「銀行に貸し渋りをされたら他の銀行から借りればよい」というのが理屈ではあるが、実際には容易ではない。だから貸し渋りの景気への悪影響が深刻なのである。(塚崎公義)
新型コロナウイルス感染症拡大の影響で、世界的に経済活動が深刻な打撃を受けている。それが金融危機に発展する可能性もリスクシナリオとして考えておくべきかもしれないと思い、数回のシリーズを組むことにした。メインシナリオではないので、過度な懸念は不要だが、頭の片隅には入れておいていただきたい。

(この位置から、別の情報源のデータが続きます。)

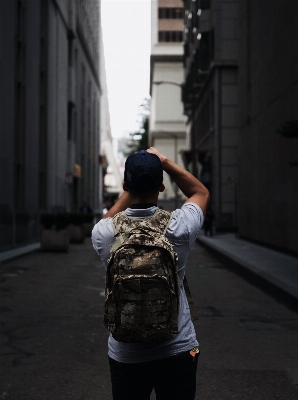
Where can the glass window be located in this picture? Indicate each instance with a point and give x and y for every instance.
(170, 13)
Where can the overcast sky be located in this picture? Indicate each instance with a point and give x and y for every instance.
(126, 26)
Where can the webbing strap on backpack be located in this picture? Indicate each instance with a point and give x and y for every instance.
(192, 308)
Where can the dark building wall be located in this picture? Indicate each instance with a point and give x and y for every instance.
(49, 111)
(7, 98)
(268, 186)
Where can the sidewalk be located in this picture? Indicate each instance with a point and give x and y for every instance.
(278, 269)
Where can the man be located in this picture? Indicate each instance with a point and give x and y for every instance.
(169, 367)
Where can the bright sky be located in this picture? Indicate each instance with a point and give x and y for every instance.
(126, 26)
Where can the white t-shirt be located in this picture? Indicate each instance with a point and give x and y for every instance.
(182, 232)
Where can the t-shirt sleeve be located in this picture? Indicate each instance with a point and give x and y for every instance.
(186, 223)
(103, 238)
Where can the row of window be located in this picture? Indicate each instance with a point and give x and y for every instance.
(170, 36)
(170, 13)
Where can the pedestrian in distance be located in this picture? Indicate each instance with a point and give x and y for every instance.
(153, 343)
(85, 208)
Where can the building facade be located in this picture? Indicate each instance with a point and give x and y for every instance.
(167, 121)
(210, 97)
(240, 96)
(50, 96)
(268, 85)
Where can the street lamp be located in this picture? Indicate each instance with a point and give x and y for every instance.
(172, 134)
(167, 83)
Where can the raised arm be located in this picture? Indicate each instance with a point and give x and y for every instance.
(192, 188)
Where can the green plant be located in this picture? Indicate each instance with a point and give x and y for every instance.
(61, 221)
(289, 129)
(139, 140)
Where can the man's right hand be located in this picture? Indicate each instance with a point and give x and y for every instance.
(153, 150)
(192, 188)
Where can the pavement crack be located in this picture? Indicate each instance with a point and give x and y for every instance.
(20, 353)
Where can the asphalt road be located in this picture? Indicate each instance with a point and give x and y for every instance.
(54, 346)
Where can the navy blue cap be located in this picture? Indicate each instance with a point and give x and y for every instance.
(143, 171)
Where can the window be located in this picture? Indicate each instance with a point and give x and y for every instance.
(170, 13)
(170, 36)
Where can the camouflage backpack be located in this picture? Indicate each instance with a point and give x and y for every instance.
(142, 283)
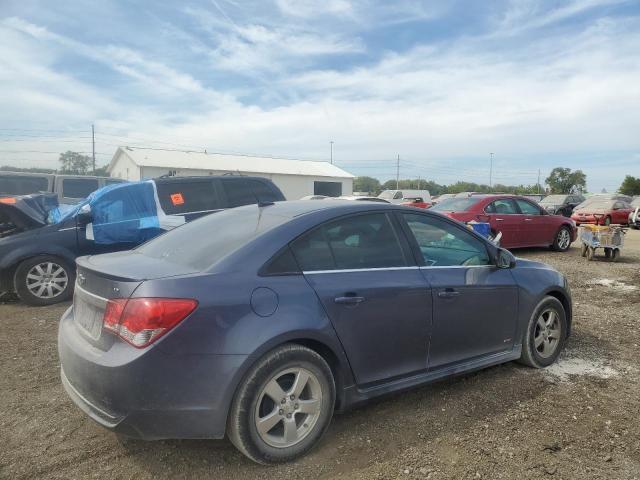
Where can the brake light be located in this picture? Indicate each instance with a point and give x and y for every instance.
(141, 321)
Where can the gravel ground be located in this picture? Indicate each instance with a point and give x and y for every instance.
(576, 420)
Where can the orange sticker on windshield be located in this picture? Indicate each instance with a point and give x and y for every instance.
(177, 199)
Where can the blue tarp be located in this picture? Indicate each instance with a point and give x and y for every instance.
(122, 213)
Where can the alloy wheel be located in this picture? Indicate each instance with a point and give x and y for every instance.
(47, 280)
(547, 333)
(288, 407)
(564, 239)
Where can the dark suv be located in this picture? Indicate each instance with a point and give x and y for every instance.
(37, 258)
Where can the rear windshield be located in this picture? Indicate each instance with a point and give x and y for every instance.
(23, 185)
(455, 204)
(203, 242)
(554, 199)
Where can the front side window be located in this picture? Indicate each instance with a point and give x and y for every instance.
(78, 187)
(357, 242)
(528, 208)
(504, 207)
(443, 244)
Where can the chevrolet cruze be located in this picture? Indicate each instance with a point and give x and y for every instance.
(259, 322)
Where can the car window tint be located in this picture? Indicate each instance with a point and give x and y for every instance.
(283, 263)
(504, 206)
(23, 185)
(312, 251)
(357, 242)
(443, 244)
(186, 196)
(528, 208)
(263, 192)
(239, 192)
(78, 187)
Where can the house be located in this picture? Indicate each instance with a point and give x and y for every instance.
(296, 178)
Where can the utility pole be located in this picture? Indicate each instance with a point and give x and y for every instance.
(491, 170)
(93, 147)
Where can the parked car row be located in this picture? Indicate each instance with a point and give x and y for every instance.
(37, 257)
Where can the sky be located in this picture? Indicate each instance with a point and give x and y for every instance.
(442, 84)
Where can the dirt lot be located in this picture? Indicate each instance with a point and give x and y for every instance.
(577, 420)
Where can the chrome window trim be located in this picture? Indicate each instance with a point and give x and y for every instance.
(353, 270)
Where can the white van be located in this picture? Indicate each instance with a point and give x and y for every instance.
(401, 196)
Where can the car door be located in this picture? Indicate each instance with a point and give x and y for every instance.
(535, 228)
(364, 274)
(505, 217)
(475, 303)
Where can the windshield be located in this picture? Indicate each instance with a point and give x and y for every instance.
(596, 204)
(554, 199)
(203, 242)
(455, 204)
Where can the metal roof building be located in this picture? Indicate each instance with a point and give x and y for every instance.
(296, 178)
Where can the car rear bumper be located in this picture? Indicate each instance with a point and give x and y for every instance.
(147, 393)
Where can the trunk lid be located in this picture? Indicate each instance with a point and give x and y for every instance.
(113, 275)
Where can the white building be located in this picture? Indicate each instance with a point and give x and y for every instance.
(296, 178)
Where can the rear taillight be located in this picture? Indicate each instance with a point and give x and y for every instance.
(141, 321)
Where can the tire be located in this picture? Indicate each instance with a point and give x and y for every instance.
(284, 366)
(532, 355)
(562, 240)
(55, 273)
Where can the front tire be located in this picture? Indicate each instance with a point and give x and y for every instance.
(546, 334)
(283, 405)
(44, 280)
(562, 240)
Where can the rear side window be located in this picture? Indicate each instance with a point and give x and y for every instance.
(264, 192)
(23, 185)
(528, 208)
(357, 242)
(443, 244)
(187, 196)
(78, 187)
(504, 206)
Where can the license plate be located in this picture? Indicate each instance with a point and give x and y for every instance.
(87, 316)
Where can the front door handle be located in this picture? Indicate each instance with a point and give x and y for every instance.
(348, 300)
(448, 293)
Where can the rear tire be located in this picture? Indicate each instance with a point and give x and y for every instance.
(562, 240)
(44, 280)
(546, 334)
(254, 404)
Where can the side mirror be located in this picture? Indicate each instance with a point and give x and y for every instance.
(84, 217)
(504, 259)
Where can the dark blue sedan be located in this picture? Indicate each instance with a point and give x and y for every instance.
(259, 322)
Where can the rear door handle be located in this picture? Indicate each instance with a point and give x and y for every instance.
(349, 300)
(448, 293)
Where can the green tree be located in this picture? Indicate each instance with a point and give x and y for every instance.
(630, 186)
(74, 163)
(563, 180)
(367, 184)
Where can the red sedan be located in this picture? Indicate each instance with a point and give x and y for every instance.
(523, 223)
(601, 211)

今回は第4回であり、金融危機の全体像については第1回「リスクシナリオとしての金融危機を考えるべき理由」をご参照いただければ幸いである。
銀行は融資に際して借り手の返済能力を精査する
銀行は、融資に際して借り手の返済能力を精査する。借り手が倒産して、融資した資金を返済できなくなっては、銀行の損失になってしまうからである。株主有限責任の原則によって、借り手の株主の信用力が当てにできないからなおさらである。

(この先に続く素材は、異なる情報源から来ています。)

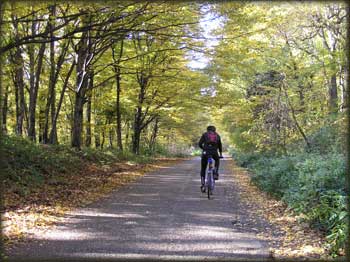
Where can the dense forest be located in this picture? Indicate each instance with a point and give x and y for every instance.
(117, 76)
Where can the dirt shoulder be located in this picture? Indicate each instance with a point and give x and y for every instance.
(291, 239)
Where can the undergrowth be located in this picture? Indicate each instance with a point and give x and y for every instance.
(311, 182)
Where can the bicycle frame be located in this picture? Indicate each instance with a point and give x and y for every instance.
(209, 181)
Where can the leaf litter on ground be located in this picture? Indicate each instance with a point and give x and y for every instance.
(294, 239)
(47, 204)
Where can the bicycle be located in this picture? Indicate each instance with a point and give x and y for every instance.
(209, 181)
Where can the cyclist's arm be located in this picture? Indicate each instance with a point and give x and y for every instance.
(201, 142)
(220, 145)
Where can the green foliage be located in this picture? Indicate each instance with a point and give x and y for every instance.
(311, 183)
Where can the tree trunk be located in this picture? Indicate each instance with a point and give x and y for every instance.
(110, 132)
(127, 131)
(18, 80)
(4, 110)
(53, 132)
(34, 85)
(137, 131)
(154, 135)
(118, 78)
(88, 120)
(119, 120)
(81, 86)
(78, 119)
(51, 96)
(1, 83)
(333, 95)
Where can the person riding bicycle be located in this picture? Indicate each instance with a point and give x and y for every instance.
(210, 143)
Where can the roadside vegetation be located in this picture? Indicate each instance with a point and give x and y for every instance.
(311, 181)
(41, 182)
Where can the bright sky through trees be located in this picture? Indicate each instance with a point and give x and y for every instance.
(209, 23)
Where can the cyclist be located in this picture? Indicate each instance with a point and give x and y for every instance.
(210, 143)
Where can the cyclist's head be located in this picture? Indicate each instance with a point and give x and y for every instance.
(211, 128)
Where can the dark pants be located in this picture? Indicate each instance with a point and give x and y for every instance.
(204, 162)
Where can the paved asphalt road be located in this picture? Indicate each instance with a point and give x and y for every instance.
(162, 216)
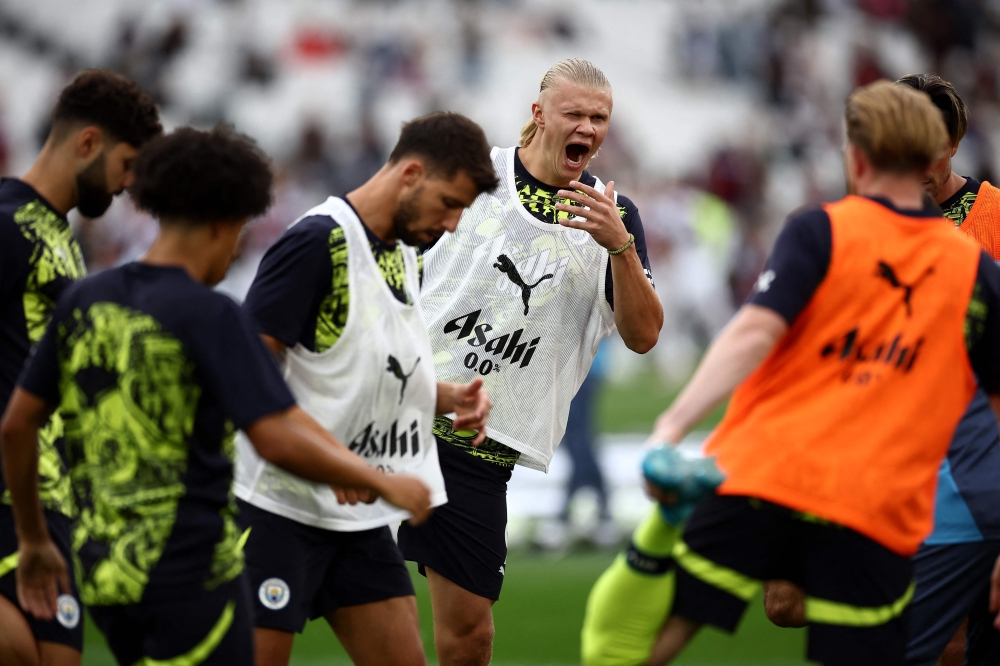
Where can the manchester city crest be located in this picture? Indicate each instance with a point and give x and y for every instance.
(274, 593)
(67, 611)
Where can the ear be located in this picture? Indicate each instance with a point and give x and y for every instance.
(412, 172)
(89, 142)
(536, 114)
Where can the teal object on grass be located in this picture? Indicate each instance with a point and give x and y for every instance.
(692, 480)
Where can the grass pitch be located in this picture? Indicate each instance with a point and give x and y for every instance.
(538, 620)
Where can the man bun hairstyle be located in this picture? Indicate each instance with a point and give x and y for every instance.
(199, 177)
(448, 143)
(944, 97)
(574, 70)
(111, 102)
(899, 129)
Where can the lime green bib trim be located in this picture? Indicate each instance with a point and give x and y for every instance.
(727, 580)
(9, 563)
(202, 650)
(845, 615)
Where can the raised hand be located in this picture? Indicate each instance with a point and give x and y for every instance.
(472, 407)
(600, 218)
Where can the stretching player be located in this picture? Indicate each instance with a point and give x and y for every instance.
(535, 275)
(848, 396)
(152, 372)
(952, 567)
(99, 123)
(335, 298)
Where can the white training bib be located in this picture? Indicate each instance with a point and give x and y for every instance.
(374, 390)
(520, 303)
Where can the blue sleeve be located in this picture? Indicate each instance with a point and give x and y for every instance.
(235, 365)
(983, 330)
(292, 278)
(633, 225)
(797, 265)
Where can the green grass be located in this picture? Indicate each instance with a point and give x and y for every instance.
(633, 407)
(538, 622)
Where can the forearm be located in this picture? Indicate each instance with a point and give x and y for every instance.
(737, 351)
(445, 398)
(638, 311)
(293, 441)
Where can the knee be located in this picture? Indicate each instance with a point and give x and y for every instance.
(785, 604)
(470, 644)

以前からの取引銀行であれば、借り手のことをよく知っているので、業況の急変でもない限り、「また貸してください」「わかりました」で済む。だが、取引のない銀行に融資を申し込むと、「御社の返済能力を精査しますので、時間をください」となるはずだ。
銀行が貸し渋りをしている時には、多くの借り手が隣の銀行に借り入れの申し込みをしているだろうから、隣の銀行で精査の順番待ちが起きることもあるだろう。
そうして融資実行までに時間がかかる間、材料が仕入れられなくて事業活動がストップしてしまい、倒産してしまう借り手も多いはずだ。